Chemistry: molecular biology and microbiology – Micro-organism – tissue cell culture or enzyme using process... – Recombinant dna technique included in method of making a...
Reexamination Certificate
2001-08-27
2004-02-10
Achutamurthy, Ponnathapu (Department: 1652)
Chemistry: molecular biology and microbiology
Micro-organism, tissue cell culture or enzyme using process...
Recombinant dna technique included in method of making a...
C435S252300, C435S252320, C435S320100, C536S023100
Reexamination Certificate
active
06689586
ABSTRACT:
CROSS-REFERENCE TO RELATED APPLICATIONS
The present application claims priority to German Application No. DE 10042053.2 filed Aug. 26, 2000 and German Application No. DE 10123071.0 filed May 11, 2001, the entire contents of both applications are incorporated herein by reference.
BACKGROUND OF THE INVENTION
1. Field of the Invention
The invention provides nucleotide sequences from Coryneform bacteria which code for the ccpA2 gene and a process for the fermentative preparation of amino acids, in particular L-lysine, by attenuation of the ccpA2 gene. The ccpA2 gene codes for the CcpA2 protein, which is the catabolite control protein A.
2. Discussion of the Background
L-Amino acids, particularly L-lysine, are used in human medicine and in the pharmaceuticals industry, in the foodstuffs industry and, most particularly, in animal nutrition.

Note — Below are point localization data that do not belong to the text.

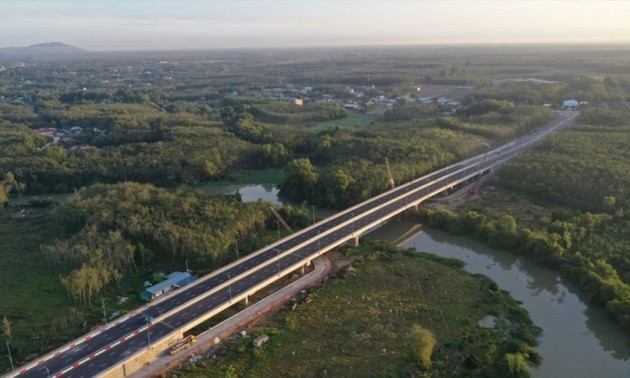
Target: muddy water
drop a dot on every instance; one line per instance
(578, 340)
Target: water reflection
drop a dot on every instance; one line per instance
(578, 340)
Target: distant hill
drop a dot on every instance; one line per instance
(41, 50)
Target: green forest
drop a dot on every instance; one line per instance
(583, 174)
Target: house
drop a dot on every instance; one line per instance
(50, 131)
(260, 340)
(570, 104)
(173, 281)
(19, 214)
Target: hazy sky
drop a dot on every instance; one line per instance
(201, 24)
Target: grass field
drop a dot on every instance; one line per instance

It is known that amino acids are prepared by fermentation of strains of Coryneform bacteria, in particular
Corynebacterium glutamicum
. Because of their great importance, attempts are continuously being made to improve the preparation processes. Improvements to the process may concern measures relating to fermentation, for example, stirring and oxygen supply, or the composition of the nutrient media, such as the sugar concentration during the fermentation, or the working up to the product form by, for example, ion exchange chromatography, or the intrinsic output properties of the microorganism itself.
The output properties of these microorganisms are improved by employing methods of mutagenesis, selection and mutant selection. These methods yield strains that produce amino acids and are resistant to antimetabolites or are auxotrophic for metabolites important for regulation.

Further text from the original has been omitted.